Coating of SnO2-NiO nanoparticles with ultrathin graphite nanosheets as a high-performance anode material for lithium-ion batteries

Large capacity, high rate, and long-term cycling stabilities have always been pursued by lithium-ion batteries (LIBs). In this work, the straightforward hydrothermal and high-speed ball milling programs were employed to create the SnO2-NiO-C anode material. NiO nanoparticles with unique hexagonal crystal structure are an ideal choice for ion cycling and embedding, which can stabilize the structure and prevent SnO2 from becoming coarser. The graphite encapsulated in the outer layer can effectively prevent volume expansion during the cycling as well.
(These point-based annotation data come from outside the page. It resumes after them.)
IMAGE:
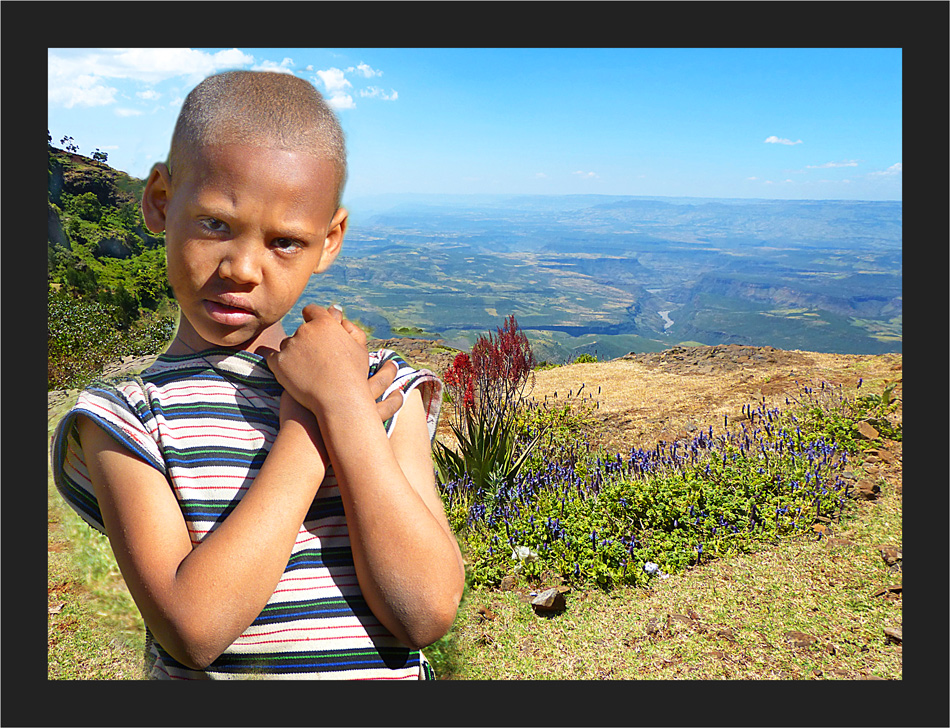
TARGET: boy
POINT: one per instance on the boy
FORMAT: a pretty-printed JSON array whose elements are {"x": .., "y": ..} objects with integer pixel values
[{"x": 270, "y": 515}]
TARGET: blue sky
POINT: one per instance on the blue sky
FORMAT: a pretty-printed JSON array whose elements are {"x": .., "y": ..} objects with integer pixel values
[{"x": 808, "y": 123}]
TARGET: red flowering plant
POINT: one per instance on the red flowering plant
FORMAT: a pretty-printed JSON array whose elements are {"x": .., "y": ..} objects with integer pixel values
[{"x": 487, "y": 389}]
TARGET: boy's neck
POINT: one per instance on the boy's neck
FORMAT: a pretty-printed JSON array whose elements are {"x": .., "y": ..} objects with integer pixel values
[{"x": 188, "y": 341}]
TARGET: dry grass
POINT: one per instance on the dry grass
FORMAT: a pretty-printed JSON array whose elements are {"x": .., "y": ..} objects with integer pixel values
[{"x": 726, "y": 619}]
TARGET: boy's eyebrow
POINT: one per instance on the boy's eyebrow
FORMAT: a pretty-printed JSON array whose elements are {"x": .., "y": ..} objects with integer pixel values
[{"x": 224, "y": 211}]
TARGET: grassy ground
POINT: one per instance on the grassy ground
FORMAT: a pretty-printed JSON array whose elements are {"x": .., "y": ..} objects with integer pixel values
[{"x": 732, "y": 619}]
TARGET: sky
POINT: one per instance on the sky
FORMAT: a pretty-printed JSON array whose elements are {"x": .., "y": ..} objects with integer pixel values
[{"x": 784, "y": 123}]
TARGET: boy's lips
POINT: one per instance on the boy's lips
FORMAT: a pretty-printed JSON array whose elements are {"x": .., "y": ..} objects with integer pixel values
[{"x": 228, "y": 310}]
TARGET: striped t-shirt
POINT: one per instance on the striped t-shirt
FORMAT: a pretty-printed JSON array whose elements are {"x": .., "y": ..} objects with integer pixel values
[{"x": 206, "y": 422}]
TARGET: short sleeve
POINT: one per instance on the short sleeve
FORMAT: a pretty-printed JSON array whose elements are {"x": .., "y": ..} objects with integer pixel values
[
  {"x": 113, "y": 408},
  {"x": 407, "y": 379}
]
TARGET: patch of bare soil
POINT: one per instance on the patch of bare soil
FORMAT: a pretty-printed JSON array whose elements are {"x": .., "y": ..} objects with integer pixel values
[{"x": 639, "y": 399}]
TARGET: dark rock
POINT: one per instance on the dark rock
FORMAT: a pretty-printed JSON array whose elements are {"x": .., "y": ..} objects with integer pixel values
[
  {"x": 866, "y": 490},
  {"x": 550, "y": 601},
  {"x": 891, "y": 554},
  {"x": 893, "y": 634}
]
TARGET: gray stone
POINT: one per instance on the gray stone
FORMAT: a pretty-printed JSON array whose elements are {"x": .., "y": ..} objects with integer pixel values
[{"x": 549, "y": 601}]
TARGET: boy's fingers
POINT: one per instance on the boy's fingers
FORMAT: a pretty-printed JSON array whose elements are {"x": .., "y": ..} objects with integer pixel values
[
  {"x": 310, "y": 311},
  {"x": 355, "y": 331},
  {"x": 380, "y": 381},
  {"x": 390, "y": 406}
]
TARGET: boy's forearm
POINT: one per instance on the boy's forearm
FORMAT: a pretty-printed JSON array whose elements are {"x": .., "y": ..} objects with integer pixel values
[
  {"x": 226, "y": 580},
  {"x": 407, "y": 562}
]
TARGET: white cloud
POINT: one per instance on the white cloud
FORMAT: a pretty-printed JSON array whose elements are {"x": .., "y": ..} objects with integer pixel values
[
  {"x": 893, "y": 171},
  {"x": 81, "y": 90},
  {"x": 778, "y": 140},
  {"x": 341, "y": 101},
  {"x": 334, "y": 80},
  {"x": 829, "y": 165},
  {"x": 364, "y": 70},
  {"x": 285, "y": 66},
  {"x": 378, "y": 93}
]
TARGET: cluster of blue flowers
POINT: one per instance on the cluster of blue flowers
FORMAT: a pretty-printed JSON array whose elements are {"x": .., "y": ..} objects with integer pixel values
[{"x": 587, "y": 515}]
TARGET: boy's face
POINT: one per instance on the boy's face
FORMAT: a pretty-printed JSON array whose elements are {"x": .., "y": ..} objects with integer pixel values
[{"x": 245, "y": 228}]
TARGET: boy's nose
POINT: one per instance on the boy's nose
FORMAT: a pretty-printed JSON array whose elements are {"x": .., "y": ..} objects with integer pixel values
[{"x": 241, "y": 264}]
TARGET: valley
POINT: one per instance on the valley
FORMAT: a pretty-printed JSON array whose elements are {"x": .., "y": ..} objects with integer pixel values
[{"x": 607, "y": 275}]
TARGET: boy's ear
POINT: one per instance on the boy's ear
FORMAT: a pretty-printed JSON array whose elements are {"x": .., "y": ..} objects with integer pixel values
[
  {"x": 334, "y": 240},
  {"x": 156, "y": 197}
]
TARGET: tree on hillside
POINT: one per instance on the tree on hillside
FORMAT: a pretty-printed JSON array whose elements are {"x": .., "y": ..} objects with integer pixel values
[{"x": 69, "y": 144}]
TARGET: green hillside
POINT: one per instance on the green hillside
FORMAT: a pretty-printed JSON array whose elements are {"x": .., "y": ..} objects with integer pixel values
[{"x": 107, "y": 292}]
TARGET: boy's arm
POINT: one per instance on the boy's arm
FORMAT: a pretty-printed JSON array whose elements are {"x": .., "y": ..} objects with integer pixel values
[
  {"x": 198, "y": 599},
  {"x": 407, "y": 560}
]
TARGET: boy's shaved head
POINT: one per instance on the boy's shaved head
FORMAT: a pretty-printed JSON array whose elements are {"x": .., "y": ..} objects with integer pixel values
[{"x": 258, "y": 108}]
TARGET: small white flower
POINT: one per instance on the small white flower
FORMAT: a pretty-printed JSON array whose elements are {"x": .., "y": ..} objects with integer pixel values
[{"x": 523, "y": 553}]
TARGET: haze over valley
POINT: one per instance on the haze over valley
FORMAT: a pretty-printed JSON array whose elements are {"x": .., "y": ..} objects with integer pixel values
[{"x": 610, "y": 274}]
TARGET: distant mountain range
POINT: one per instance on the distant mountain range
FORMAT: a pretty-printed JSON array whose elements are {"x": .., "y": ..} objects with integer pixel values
[
  {"x": 582, "y": 273},
  {"x": 589, "y": 273}
]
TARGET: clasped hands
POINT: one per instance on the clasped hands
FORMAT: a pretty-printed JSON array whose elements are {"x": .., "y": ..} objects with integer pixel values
[{"x": 324, "y": 361}]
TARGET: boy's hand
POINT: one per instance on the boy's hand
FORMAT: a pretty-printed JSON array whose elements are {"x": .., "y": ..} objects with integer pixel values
[{"x": 329, "y": 350}]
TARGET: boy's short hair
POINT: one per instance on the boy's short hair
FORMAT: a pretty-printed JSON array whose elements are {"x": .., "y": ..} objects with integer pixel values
[{"x": 260, "y": 108}]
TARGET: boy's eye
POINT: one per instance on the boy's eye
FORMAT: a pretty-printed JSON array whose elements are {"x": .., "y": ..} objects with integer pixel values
[
  {"x": 214, "y": 225},
  {"x": 286, "y": 244}
]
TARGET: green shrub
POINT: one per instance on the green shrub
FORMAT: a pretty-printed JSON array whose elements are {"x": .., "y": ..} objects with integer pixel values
[{"x": 599, "y": 519}]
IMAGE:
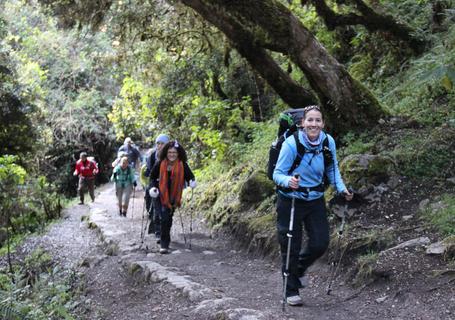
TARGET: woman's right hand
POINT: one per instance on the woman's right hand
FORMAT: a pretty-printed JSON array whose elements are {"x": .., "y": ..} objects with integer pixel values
[{"x": 294, "y": 182}]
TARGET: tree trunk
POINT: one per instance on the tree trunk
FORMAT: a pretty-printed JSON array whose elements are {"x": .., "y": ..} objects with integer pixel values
[
  {"x": 256, "y": 25},
  {"x": 289, "y": 90},
  {"x": 371, "y": 20}
]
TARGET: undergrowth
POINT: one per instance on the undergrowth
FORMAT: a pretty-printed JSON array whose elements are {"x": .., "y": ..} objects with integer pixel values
[
  {"x": 38, "y": 289},
  {"x": 442, "y": 215}
]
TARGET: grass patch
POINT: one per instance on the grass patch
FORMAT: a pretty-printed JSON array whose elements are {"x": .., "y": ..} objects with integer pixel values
[
  {"x": 38, "y": 289},
  {"x": 442, "y": 215},
  {"x": 365, "y": 269}
]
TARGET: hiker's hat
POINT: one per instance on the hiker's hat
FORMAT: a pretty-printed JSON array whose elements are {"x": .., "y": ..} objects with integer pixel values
[{"x": 162, "y": 138}]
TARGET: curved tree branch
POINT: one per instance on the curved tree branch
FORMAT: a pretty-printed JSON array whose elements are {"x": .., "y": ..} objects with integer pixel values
[{"x": 370, "y": 19}]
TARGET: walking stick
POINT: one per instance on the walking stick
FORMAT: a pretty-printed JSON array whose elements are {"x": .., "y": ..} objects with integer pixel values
[
  {"x": 142, "y": 225},
  {"x": 181, "y": 223},
  {"x": 132, "y": 206},
  {"x": 288, "y": 251},
  {"x": 191, "y": 220}
]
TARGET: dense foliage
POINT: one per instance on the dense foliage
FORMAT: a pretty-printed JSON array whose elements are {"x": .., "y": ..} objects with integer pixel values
[{"x": 73, "y": 79}]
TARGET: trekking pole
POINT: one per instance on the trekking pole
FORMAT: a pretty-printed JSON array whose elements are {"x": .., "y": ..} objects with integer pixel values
[
  {"x": 142, "y": 224},
  {"x": 181, "y": 223},
  {"x": 288, "y": 251},
  {"x": 337, "y": 252},
  {"x": 191, "y": 220},
  {"x": 132, "y": 206}
]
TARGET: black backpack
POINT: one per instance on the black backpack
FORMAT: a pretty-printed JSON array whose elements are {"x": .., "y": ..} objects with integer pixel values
[{"x": 289, "y": 125}]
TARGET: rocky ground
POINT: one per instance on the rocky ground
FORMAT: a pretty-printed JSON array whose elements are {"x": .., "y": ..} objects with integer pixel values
[{"x": 126, "y": 278}]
From the research results, SnO2-NiO-C exhibits a significant reversible capacity of 1224.3 mAh g−1 after 300 cycles at 0.2 A g−1, and after the fourth cycle, the coulombic efficiency remains above 97%. And it also possesses a long-term cycling stability of 820.1 mAh g−1 after 1000 cycles at 1.0 A g−1. Also, a significant rate property can reach 507.1 mAh g−1 even at 5.0 A g−1. Therefore, the SnO2-NiO-C anode material for LIBs is promising because of its excellent electrochemical performance.